Tout le temps que le propriétaire resta à la Buffère, M. Sébert nous laissa à peu près tranquilles ; il se borna à nous faire vendre celles des bêtes nouvelles qui présentaient quelques défectuosités. Mais après que M. Lavallée fut reparti, l’histoire de l’année précédente recommença. Sans même donner de motifs, par caprice pur, nous semblait-il, il fit de nouveau tout rechanger.

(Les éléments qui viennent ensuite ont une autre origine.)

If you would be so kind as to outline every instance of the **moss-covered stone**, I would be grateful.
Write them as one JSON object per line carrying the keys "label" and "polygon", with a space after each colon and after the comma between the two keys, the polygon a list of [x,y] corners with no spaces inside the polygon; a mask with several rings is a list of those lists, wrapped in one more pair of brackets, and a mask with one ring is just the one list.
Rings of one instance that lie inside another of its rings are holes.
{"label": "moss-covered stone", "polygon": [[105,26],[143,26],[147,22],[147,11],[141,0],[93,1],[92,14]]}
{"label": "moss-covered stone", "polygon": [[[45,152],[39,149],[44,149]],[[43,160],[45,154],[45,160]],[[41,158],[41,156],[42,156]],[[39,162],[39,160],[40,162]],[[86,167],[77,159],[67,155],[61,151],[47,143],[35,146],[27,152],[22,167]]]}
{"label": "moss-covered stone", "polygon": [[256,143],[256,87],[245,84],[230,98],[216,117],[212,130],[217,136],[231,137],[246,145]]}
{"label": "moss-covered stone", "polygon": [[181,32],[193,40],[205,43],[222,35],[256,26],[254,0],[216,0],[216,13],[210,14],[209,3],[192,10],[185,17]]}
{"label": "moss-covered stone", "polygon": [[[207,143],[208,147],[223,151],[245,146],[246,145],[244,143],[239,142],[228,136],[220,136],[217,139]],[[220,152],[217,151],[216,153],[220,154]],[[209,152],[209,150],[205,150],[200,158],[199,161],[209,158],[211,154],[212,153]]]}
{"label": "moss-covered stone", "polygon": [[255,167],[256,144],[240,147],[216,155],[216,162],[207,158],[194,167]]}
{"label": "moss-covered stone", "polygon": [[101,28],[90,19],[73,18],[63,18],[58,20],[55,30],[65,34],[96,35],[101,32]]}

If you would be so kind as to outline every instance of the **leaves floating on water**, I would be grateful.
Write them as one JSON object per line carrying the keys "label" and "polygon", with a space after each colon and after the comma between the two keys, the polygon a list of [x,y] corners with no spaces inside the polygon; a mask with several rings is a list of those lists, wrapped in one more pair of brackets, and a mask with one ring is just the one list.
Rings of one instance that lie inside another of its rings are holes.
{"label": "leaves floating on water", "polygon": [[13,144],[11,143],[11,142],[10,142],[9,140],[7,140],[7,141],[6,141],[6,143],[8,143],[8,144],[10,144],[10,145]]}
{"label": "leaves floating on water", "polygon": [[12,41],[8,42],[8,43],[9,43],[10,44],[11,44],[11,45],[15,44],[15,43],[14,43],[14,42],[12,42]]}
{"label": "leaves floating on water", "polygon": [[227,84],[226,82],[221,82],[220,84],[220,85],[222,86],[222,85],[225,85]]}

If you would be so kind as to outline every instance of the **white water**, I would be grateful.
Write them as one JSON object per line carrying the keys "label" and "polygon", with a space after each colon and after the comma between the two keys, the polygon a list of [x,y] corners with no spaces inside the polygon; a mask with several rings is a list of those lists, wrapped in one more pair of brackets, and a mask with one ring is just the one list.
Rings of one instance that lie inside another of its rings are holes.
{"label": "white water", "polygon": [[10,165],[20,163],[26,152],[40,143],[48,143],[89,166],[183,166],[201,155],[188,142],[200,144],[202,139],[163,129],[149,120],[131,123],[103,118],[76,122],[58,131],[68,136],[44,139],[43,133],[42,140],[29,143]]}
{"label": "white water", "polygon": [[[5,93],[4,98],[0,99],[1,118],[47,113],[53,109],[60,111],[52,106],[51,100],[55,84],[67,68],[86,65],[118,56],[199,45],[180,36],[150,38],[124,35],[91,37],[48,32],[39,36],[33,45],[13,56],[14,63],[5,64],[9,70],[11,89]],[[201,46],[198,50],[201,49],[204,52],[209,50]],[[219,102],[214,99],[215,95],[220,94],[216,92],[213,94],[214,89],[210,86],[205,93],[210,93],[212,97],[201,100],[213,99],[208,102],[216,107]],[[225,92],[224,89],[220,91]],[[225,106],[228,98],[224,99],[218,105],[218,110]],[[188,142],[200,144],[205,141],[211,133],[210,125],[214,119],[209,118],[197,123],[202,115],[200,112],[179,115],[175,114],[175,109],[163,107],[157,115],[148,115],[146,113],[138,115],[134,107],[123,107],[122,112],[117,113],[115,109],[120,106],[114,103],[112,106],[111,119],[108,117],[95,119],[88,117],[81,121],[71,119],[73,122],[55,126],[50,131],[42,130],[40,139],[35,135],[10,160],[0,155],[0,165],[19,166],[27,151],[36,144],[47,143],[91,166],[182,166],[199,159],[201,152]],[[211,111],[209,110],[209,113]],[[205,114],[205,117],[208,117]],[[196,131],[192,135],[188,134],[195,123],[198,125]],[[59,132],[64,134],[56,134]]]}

Au printemps suivant, devant l’unanimité de nos plaintes, le bourgeois comprit enfin que son régisseur l’avait roulé. Dans le sous-seing qu’ils avaient passé, il était stipulé que ce dernier toucherait, en plus de son traitement fixe, cinq pour cent sur les ventes et autant sur les achats. Cette clause expliquait tout : l’amélioration des cheptels avait été le dernier des soucis de Sébert ; c’était uniquement pour faire sa poche qu’il avait vendu et acheté sans relâche. M. Lavallée voulut lui donner congé tout aussitôt ; mais le sous-seing portant engagement pour six années, il demanda pour consentir à s’en aller une indemnité de trente mille francs, puis transigea et daigna accepter les vingt mille francs que lui offrit le propriétaire. Le malin avait certainement économisé, au cours de ses deux années de gérance, une somme au moins égale, sinon supérieure. Il s’en alla se fixer en Algérie, où il devint gros propriétaire vigneron et où il fut très respecté sans nul doute : ne convient-il pas qu’on respecte le possesseur d’une fortune honnêtement acquise ?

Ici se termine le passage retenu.